I remember two meals from then.  The first was the meal we had the day we moved into our apartment.  We had signed the final papers at 10:30am, spent all day moving things out of my storage unit and into our new apartment in the pouring rain, and then we'd gone to Ikea to buy a bed.  At this point it was past 7pm and we hadn't eaten all day.  We went to the food court and I had the famous Ikea meatballs for the first time.  I was sweaty, ravenous, and exhausted.  The food tasted amazing.
The second meal was a few weeks later.  The furniture we'd bought had just been delivered so we finally had a dining room table.  We'd been so caught up in all the business of settling into our new place, I wanted us to have a date night at home.  At luck would have it, lobster was on sale at the local market.  We bought two, broiled them, and ate them with steamed broccoli, corn, and rice.  It was lovely.  But this wasn't the meal I want to tell you about.  It was the remnants from that meal that made a second meal.
I'm one of those strange people who likes the "torso" of the lobster more than the tail, and so we had tail meat leftover, plus all the lobster shells and little tiny leg pieces.  There is so much meat you can't get out of shellfish and it occurred to me that this might be an excellent stock base.  I combined some shallot, a little bit of onion, and all the lobster shell pieces into our new pressure cooker and 20 minutes later, out came an incredible seafood stock.  And while flipping through our pressure cooker manual, I saw a recipe for pressure-cooker risotto.  It was too perfect of an idea to let pass.
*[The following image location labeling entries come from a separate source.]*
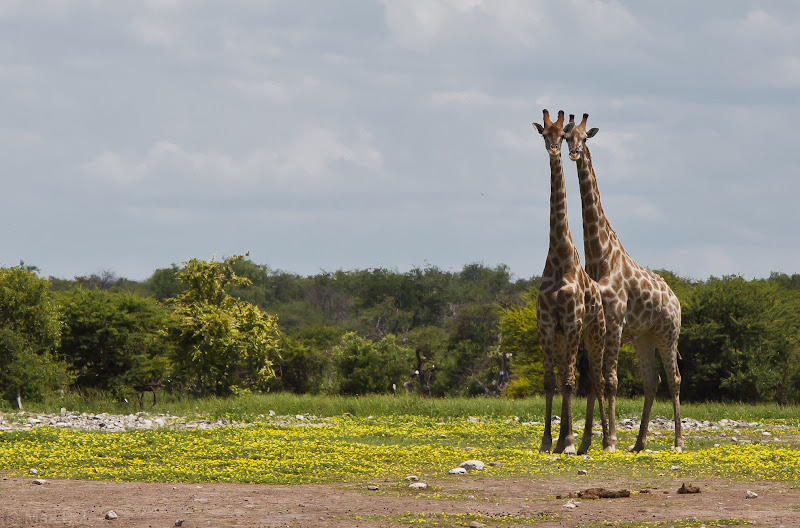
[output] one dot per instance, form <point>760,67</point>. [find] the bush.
<point>224,345</point>
<point>30,333</point>
<point>366,367</point>
<point>114,341</point>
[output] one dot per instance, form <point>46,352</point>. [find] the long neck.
<point>599,238</point>
<point>562,248</point>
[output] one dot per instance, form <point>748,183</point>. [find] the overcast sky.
<point>352,134</point>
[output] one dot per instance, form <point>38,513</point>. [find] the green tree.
<point>114,341</point>
<point>30,333</point>
<point>223,343</point>
<point>520,331</point>
<point>306,360</point>
<point>739,341</point>
<point>365,367</point>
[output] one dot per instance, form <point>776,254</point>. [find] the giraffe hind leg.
<point>594,344</point>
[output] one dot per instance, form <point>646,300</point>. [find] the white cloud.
<point>306,163</point>
<point>152,32</point>
<point>317,148</point>
<point>473,98</point>
<point>270,90</point>
<point>515,141</point>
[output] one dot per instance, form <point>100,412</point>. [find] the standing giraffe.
<point>633,297</point>
<point>568,306</point>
The seafood stock (with a little help from some butter and rice) became lobster risotto, studded with the pieces of tail meat.  It was heavenly.  That meal we didn't talked much, but we scraped our bowls clean, and afterwards we leaned back in our chairs and smiled at each other in the comfortable quiet of our home.
B. and I have eaten many, many meals together since then - some great, some ordinary; some memorable, some forgettable - but this meal and this memory I hold dear.

I will note that the picture I have doesn't look like the typically texture of risotto - not quiet creamy enough - but this is actually because we had a little problem with our pressure cooking allowing steam to "leak" out, which meant that we lost quite a bit of the cooking liquid.  The first batch of "risotto" was therefore more akin to stove-top cooked rice, but the second batch I made (which, of course, there is no picture of) was perfect, and the risotto had the creamy, dreamy, perfect texture.
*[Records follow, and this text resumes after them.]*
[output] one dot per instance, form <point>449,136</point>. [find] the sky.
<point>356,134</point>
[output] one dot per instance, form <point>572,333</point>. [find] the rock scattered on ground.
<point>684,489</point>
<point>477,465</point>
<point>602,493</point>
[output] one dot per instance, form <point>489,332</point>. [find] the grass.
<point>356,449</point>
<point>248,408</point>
Pressure Cooker Lobster Risotto
2 tablespoons salted butter
2 cloves of garlic, minced
1 small onion, chopped
1 cup of short-grain rice
2 1/4 cups of seafood broth
splash of wine (2-3 tablespoons)
meat from two lobster tails, chopped into large pieces

In your pressure cooker, heat 2 tablespoons of butter on medium heat.  Saute the onions and garlic for about 5 minutes until they are soft and starting to caramelize.
Add the rice and saute until light brown, about 3 minutes.
Add the seafood stock and stir well.
Close pressure cooker and bring to pressure over medium-high heat.  Once the pressure indicator is "on" (whatever that means for your individual pressure cooker), turn the heat down and cook for 7 minutes on high pressure or 13 minutes on medium/low pressure.
Release the pressure and open the lid.
Stir the risotto thoroughly.
Add the lobster meat and spoon into bowls.

This will serve two as a complete meal or four as a side, accompanying a larger meal.
Feel free to replace the seafood broth with a vegetable or chicken broth and to stir in your desired accompaniments at the end (for example, sauteed mushrooms or chicken breast).